Abstract
Machine learning today is widespread and probably can be used many time a day, without even realizing. So several scholars believe that machine learning is the best way to advance Artificial intelligence)AI), and machine learning systems must-have qualities of proficiency, especially with the huge amount of data that imposes limitations on the functioning of machine learning systems for achieving the purpose of using it.

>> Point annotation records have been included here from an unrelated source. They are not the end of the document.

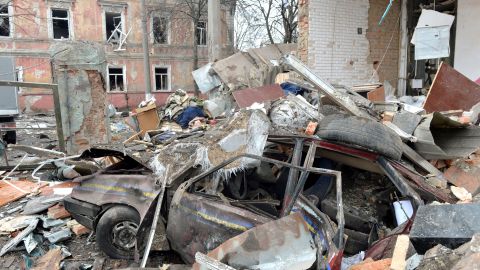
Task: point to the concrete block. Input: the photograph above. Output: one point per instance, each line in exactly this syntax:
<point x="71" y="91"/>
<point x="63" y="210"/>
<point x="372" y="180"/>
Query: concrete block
<point x="449" y="225"/>
<point x="80" y="229"/>
<point x="400" y="253"/>
<point x="370" y="264"/>
<point x="57" y="212"/>
<point x="463" y="174"/>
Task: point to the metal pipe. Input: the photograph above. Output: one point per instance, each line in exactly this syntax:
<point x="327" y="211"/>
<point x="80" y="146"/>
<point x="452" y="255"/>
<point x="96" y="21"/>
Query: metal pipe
<point x="146" y="56"/>
<point x="292" y="176"/>
<point x="154" y="225"/>
<point x="398" y="180"/>
<point x="301" y="182"/>
<point x="402" y="53"/>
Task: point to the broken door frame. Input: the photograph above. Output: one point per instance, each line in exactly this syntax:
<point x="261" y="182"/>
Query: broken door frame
<point x="56" y="102"/>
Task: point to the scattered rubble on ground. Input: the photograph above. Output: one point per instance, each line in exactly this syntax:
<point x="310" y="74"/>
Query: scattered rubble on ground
<point x="275" y="169"/>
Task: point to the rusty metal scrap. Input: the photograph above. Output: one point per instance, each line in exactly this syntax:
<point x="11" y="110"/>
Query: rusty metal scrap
<point x="281" y="244"/>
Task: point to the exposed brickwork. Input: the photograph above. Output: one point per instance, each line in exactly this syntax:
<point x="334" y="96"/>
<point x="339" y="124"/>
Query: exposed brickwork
<point x="337" y="51"/>
<point x="57" y="212"/>
<point x="379" y="37"/>
<point x="302" y="50"/>
<point x="342" y="42"/>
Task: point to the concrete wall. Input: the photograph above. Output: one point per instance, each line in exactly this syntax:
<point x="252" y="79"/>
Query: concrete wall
<point x="467" y="49"/>
<point x="32" y="39"/>
<point x="342" y="42"/>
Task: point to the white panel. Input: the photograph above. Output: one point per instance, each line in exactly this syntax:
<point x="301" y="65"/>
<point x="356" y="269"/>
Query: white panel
<point x="467" y="48"/>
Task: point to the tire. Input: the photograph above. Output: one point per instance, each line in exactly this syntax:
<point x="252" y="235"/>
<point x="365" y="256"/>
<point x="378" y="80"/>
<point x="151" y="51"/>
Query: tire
<point x="117" y="225"/>
<point x="362" y="132"/>
<point x="10" y="137"/>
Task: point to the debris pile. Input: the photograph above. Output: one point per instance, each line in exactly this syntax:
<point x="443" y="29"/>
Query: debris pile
<point x="275" y="169"/>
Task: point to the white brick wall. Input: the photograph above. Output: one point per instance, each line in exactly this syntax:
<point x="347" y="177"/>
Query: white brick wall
<point x="336" y="52"/>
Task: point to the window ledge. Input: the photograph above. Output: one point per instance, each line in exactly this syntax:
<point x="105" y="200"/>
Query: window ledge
<point x="162" y="91"/>
<point x="117" y="92"/>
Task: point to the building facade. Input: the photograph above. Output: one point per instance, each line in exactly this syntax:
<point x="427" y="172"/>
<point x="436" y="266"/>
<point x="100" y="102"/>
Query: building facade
<point x="343" y="42"/>
<point x="29" y="29"/>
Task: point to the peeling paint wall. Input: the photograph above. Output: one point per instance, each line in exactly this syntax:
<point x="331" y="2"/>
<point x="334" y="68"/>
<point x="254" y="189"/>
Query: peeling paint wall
<point x="32" y="39"/>
<point x="82" y="93"/>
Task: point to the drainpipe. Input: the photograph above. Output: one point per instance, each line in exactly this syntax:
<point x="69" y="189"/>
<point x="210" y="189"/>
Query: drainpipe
<point x="146" y="56"/>
<point x="213" y="29"/>
<point x="402" y="57"/>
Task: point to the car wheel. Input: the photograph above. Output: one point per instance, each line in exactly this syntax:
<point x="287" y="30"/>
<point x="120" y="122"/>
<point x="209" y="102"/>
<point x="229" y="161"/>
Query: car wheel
<point x="10" y="137"/>
<point x="363" y="132"/>
<point x="116" y="232"/>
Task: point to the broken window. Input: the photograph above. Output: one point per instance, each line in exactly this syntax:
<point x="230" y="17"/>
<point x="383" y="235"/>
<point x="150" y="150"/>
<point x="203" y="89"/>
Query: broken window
<point x="4" y="21"/>
<point x="113" y="26"/>
<point x="201" y="33"/>
<point x="161" y="79"/>
<point x="160" y="30"/>
<point x="116" y="79"/>
<point x="60" y="24"/>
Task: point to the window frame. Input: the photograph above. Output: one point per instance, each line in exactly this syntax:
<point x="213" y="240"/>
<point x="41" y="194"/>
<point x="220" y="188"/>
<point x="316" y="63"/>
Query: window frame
<point x="168" y="29"/>
<point x="124" y="74"/>
<point x="169" y="78"/>
<point x="68" y="19"/>
<point x="10" y="19"/>
<point x="205" y="30"/>
<point x="104" y="20"/>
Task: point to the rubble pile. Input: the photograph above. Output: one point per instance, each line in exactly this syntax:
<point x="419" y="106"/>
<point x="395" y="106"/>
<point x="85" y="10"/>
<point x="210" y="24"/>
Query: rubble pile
<point x="297" y="174"/>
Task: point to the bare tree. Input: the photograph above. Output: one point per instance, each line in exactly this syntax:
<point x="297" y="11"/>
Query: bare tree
<point x="267" y="22"/>
<point x="289" y="14"/>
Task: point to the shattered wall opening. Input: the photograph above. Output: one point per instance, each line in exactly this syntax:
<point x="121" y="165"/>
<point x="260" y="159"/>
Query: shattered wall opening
<point x="116" y="79"/>
<point x="113" y="20"/>
<point x="60" y="23"/>
<point x="4" y="21"/>
<point x="79" y="71"/>
<point x="161" y="79"/>
<point x="201" y="33"/>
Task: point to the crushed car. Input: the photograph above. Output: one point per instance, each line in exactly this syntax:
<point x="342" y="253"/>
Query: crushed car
<point x="200" y="212"/>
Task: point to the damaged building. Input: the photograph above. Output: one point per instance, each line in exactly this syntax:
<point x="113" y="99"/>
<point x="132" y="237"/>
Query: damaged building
<point x="30" y="28"/>
<point x="372" y="41"/>
<point x="291" y="156"/>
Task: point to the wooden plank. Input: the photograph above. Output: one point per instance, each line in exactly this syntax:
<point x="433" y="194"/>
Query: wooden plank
<point x="48" y="190"/>
<point x="400" y="253"/>
<point x="377" y="94"/>
<point x="9" y="194"/>
<point x="451" y="90"/>
<point x="247" y="97"/>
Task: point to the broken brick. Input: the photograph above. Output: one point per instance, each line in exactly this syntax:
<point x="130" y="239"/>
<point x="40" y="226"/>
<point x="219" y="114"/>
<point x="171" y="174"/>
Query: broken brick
<point x="80" y="229"/>
<point x="310" y="130"/>
<point x="57" y="212"/>
<point x="388" y="116"/>
<point x="462" y="174"/>
<point x="369" y="264"/>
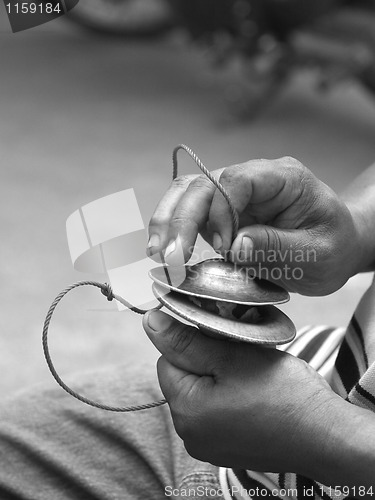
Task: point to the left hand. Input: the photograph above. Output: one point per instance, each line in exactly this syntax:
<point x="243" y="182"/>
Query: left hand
<point x="241" y="405"/>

This thesis Enhancement of Intrusion Detection in NSL-KDD Dataset using some machine learning techniques investigates intrusion detection implementation on the NSL-KDD dataset, Which is considered as the most important type of intrusion detection data. The proposed system includes three main steps, pre-process (encoded data, normalization), the dimension reduction using two technique Principal Component Analysis (PCA), Linear Discriminant Analysis (LDA) and classification using Naive Bayesian (NB), Decision Tree (J48), The classification step divides the data into two sections (the training section include 70% of all the data and test section include 30% of all the data), then compare results of classification accuracy and effect of the proposed system steps.
The results of the comparison between the related techniques and algorithms based on the accuracy rate shown the proposed system is succeeded in achieving high accuracy of 99.72% of using normalization step, dimensional reduction technology PCA with 25 eigenvectors, and a j48 classifier. Classification accuracy is achieved 99.291% using the normalization step, dimensional reduction technology PCA with 5 eigenvectors, and a j48 classifier. This confirms a large data shortcut that guarantees efficient operation, non-degradation of the system, and high classification accuracy.